Everyone knows about German wines but they are amongst the least understood of any in Europe. Being one of the most northerly wine growing country in Europe, the principal vineyards areas are mostly centred on rivers, which create a gentler micro climate. Rheingau and Rheinhesse lie along the Rhine, Mosel Saar/Ruwer along the beautiful Mosel valley, and Franconia on the Main. The Palatinate, or Pfalz, which is dominated by the Haardt mountains is one of Germany’s largest regions and is the exception to this. Aware that their wines were falling behind in the international market place, German wine growers have made a huge effort to reposition themselves. There are now far fewer nondescript, slightly sweet whites, with many more, fragrant drier offerings available. Labelling, often puzzling and near incomprehensible in the past, has become much clearer too. However, the traditional gloriously apple fresh, peachy light white wines which define German wines at their best, and which keep and ripen longer than almost any white wine in the world are, happily, still in the ascendant. View our selection.
German wine labels give a lot of information but can be confusing. The main quality levels are as follows:
Qualitätswein bestimmter Anbaugebiete (Qba): a ‘quality’ wine from a large named wine region.
Prädikatswein (QmP): quality wine which meets the highest criteria
Kabinett: an added distinction, may be dry or semi dry
Spätlese: late harvest, with more natural residual sugar
Auslese: late harvest, high levels of natural sugar, hand selected bunches, sometimes botrytis affected
Beerenauslese: made from very ripe hand selected berries, often botrytis affected, intense and sweet
Trockenbeerelauslese: made from hand selected, shrivelled berries, often botrytis affected. Very intense and sweet
Eiswein: ice wine i.e. from berries that have been frozen on the vine, giving tiny yields but great concentration and sweetness
Trocken: dry wine
The Mosel valley has a surprisingly warm, continental, climate for a region so far north. Reflected heat from both the river and from the porous slate in which the vines are planted helps ripen the grapes making this one of the finest of all German viticultural regions.
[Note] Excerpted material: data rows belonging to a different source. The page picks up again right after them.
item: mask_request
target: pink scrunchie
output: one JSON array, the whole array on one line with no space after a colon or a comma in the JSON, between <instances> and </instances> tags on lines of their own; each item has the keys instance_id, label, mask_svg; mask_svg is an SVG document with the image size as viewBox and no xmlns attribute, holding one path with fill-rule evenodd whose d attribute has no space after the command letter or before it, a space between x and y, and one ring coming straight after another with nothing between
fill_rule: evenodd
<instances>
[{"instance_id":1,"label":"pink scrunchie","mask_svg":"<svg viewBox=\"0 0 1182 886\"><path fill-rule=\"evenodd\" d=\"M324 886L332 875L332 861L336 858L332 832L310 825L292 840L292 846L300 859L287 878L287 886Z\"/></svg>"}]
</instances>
From Trier to Koblenz, where the river enters the Rhine, vines cling to the steep slopes but it is in the middle section, where the river twists and turns back on itself like a demented serpent, that the best Mosel wines are made; the most desirable sites are those which have a south facing aspect, attracting the most sunshine. So steep are the hillsides that the terraced vineyards have all to be tended by the growers own hand, no mechanisation is possible. Berncastel-Kues and Piesport are amongst the best known villages and are famous for their wines; however both lend their names to Grosslagers, which cover large areas and can sometimes produce wines of dubious quality. In this part of the valley, Riesling reigns supreme, but on the lower Mosel, below Cochem, the higher yielding Müller Thurgau and Kerner are also used. Wines made along the two tributaries that enter the Mosel above Trier, the Saar and the Ruwer, make excellent wines in fine years but can be a touch lean in lesser vintages. At their glorious best, wines from the Mosel are floral, zesty and intense, with wonderful levels of fresh, steely, acidity.
German grape varieties
Germany is a country of white wines, the main varieties being Müller Thurgau, Sylvaner, and the king of them all, Riesling. That having been said, however, there are an increasing number of fragrant, delicate, elegant reds being produced these days, mostly from Spätburgunder (the German name for Pinot Noir) and Dornfelder and these are well worth looking out for.
Dornfelder: a relatively new German red variety which suits northern climates. Hardy and high yielding. In Germany it is grown mostly in the Pfalz and Rheinhesse. Popular in England where it is often blended with Pinot Noir. Makes medium bodied wines with strong colour. Sometimes used to make rosé.
Müller-Thurgau: this white variety is grown extensively in Germany, principally in the Rheinhesse, the Pfalz and Baden. Also cultivated in Austria and Luxembourg where it is called Rivaner. Has found a place in English vineyards as it is tolerant of northern conditions. Makes easy, aromatic wines with low acidity.